Mówi się, że straszne wesela są szczęśliwym małżeństwem — w takim przypadku jest ich kilka nowożeńcy, którzy właśnie dostali małżeńskiej rozkoszy od jednego z ulubieńców Hollywood duety mąż-żona. Ciekawy? Kristen Bell i Dax Shepard uratowali Lego swojej córki, skutecznie przerywając pobliski ślub w tym procesie. Chociaż, daj spokój, możliwość powiedzenia tych dwóch rogatych w twój wielki dzień jest w zasadzie prezentem ślubnym samym w sobie.

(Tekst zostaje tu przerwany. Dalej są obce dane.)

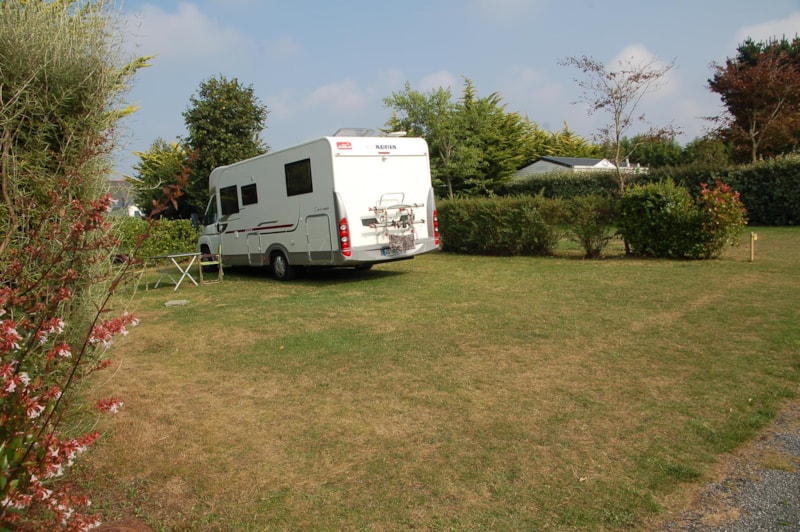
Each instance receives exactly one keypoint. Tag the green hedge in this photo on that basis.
(770, 190)
(166, 236)
(501, 226)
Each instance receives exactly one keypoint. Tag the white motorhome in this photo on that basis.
(336, 201)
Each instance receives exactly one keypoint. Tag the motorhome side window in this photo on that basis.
(211, 212)
(249, 195)
(298, 178)
(229, 200)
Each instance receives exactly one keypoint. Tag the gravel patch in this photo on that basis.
(760, 490)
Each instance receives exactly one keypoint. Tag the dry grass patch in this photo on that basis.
(445, 392)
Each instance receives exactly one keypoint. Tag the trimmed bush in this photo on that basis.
(500, 226)
(166, 236)
(663, 220)
(591, 223)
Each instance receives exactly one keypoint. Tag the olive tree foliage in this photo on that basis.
(618, 93)
(161, 168)
(475, 144)
(224, 121)
(62, 82)
(760, 89)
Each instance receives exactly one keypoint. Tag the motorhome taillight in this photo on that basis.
(435, 228)
(344, 237)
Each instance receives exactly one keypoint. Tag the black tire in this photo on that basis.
(281, 269)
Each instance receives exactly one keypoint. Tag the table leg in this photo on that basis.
(185, 272)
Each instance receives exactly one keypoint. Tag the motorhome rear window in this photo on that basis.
(249, 194)
(230, 203)
(298, 178)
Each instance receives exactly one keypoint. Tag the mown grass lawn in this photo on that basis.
(447, 392)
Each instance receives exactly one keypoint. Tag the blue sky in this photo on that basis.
(321, 65)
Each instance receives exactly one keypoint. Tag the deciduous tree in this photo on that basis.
(618, 93)
(162, 167)
(476, 145)
(225, 120)
(760, 89)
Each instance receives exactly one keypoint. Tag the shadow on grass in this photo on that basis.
(316, 276)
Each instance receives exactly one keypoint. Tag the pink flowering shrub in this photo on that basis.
(724, 218)
(40, 363)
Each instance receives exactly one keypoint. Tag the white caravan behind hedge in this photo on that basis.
(336, 201)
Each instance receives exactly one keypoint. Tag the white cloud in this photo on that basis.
(340, 97)
(778, 28)
(441, 79)
(186, 35)
(637, 55)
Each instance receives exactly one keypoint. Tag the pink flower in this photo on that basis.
(111, 405)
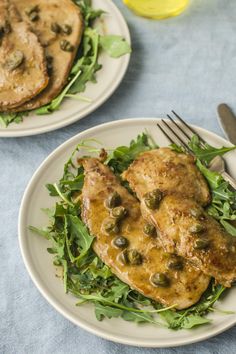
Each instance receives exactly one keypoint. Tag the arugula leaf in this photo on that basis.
(223, 205)
(123, 156)
(56, 102)
(88, 64)
(79, 234)
(138, 317)
(8, 118)
(102, 311)
(207, 153)
(115, 46)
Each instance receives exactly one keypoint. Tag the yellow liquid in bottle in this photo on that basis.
(157, 9)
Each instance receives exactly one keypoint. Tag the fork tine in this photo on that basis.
(190, 128)
(167, 135)
(176, 136)
(178, 126)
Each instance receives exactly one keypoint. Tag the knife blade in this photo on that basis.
(227, 121)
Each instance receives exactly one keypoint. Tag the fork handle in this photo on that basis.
(229, 179)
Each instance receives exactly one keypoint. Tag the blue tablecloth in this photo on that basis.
(187, 63)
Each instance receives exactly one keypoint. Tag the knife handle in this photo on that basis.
(229, 179)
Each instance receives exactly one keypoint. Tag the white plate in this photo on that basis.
(108, 79)
(39, 262)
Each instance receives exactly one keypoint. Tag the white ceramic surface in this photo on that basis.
(108, 79)
(39, 262)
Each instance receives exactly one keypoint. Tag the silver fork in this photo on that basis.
(181, 134)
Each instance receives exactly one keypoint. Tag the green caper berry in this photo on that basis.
(149, 230)
(110, 226)
(119, 212)
(131, 257)
(66, 29)
(197, 229)
(34, 16)
(134, 257)
(55, 27)
(175, 263)
(14, 60)
(201, 244)
(66, 46)
(160, 279)
(57, 262)
(121, 242)
(113, 200)
(152, 199)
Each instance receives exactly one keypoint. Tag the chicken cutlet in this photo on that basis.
(23, 70)
(127, 244)
(169, 171)
(59, 27)
(188, 230)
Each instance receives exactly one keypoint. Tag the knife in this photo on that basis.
(227, 121)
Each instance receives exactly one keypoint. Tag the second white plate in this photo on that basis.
(39, 262)
(108, 79)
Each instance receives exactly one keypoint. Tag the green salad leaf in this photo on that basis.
(115, 46)
(207, 152)
(14, 117)
(87, 277)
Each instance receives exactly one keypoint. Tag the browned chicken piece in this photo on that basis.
(169, 171)
(59, 26)
(186, 229)
(128, 245)
(23, 71)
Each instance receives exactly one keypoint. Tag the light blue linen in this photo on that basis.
(187, 63)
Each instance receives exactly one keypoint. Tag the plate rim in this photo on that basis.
(5, 133)
(47, 295)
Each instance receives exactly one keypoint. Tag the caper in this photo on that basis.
(66, 29)
(33, 16)
(152, 199)
(113, 200)
(175, 263)
(121, 242)
(149, 230)
(14, 60)
(196, 213)
(197, 229)
(31, 9)
(66, 46)
(119, 212)
(134, 257)
(201, 244)
(55, 27)
(110, 226)
(160, 279)
(131, 257)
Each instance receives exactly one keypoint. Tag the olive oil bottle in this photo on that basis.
(157, 9)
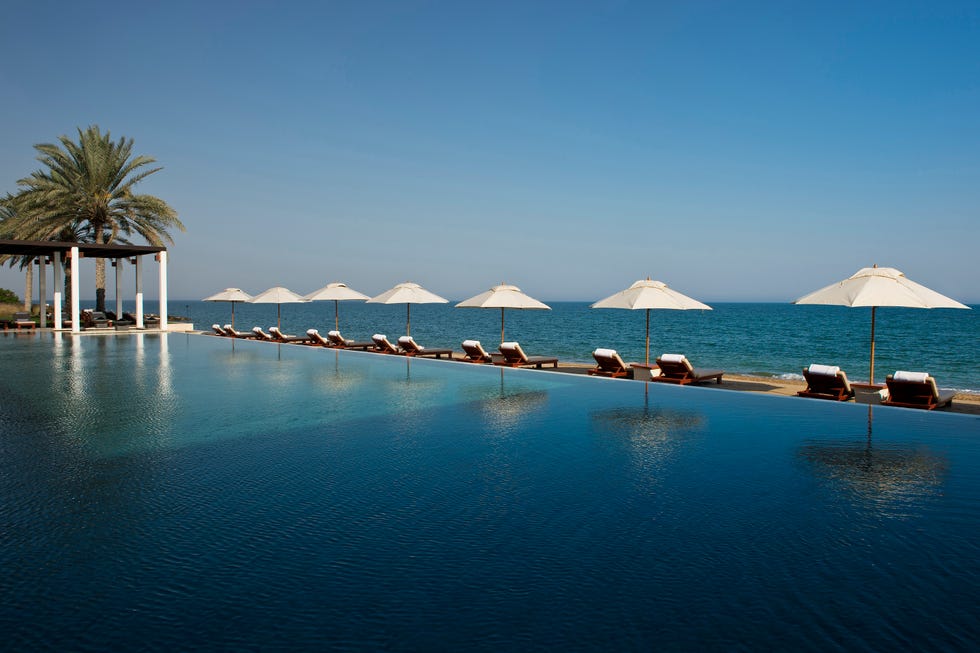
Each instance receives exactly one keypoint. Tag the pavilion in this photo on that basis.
(56, 253)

Bell podzieliła się sagą o ratowaniu pary w połowie ślubu Lego w poniedziałek w swojej historii na Instagramie, pisząc, że rodzina była świadkiem ślubu pod hotelowym balkonem. „Dziewczyny były zachwycone i zarówno ja, jak i tata [tj. Shepard] płakał. Tata szeptał mi do ucha piękne rzeczy w stylu: „Wesela są takie wzruszające. Czy świat nie byłby trochę spokojniejszy, gdyby wrogowie musieli patrzeć, jak się pobierają?” i „Czy ty myślę, że powinienem zdjąć za to koszulę? "" Bell zabawnie opowiedział przed ujawnieniem: "A potem to stało się. Głowa Anny Lego spadła z balkonu na drzewo.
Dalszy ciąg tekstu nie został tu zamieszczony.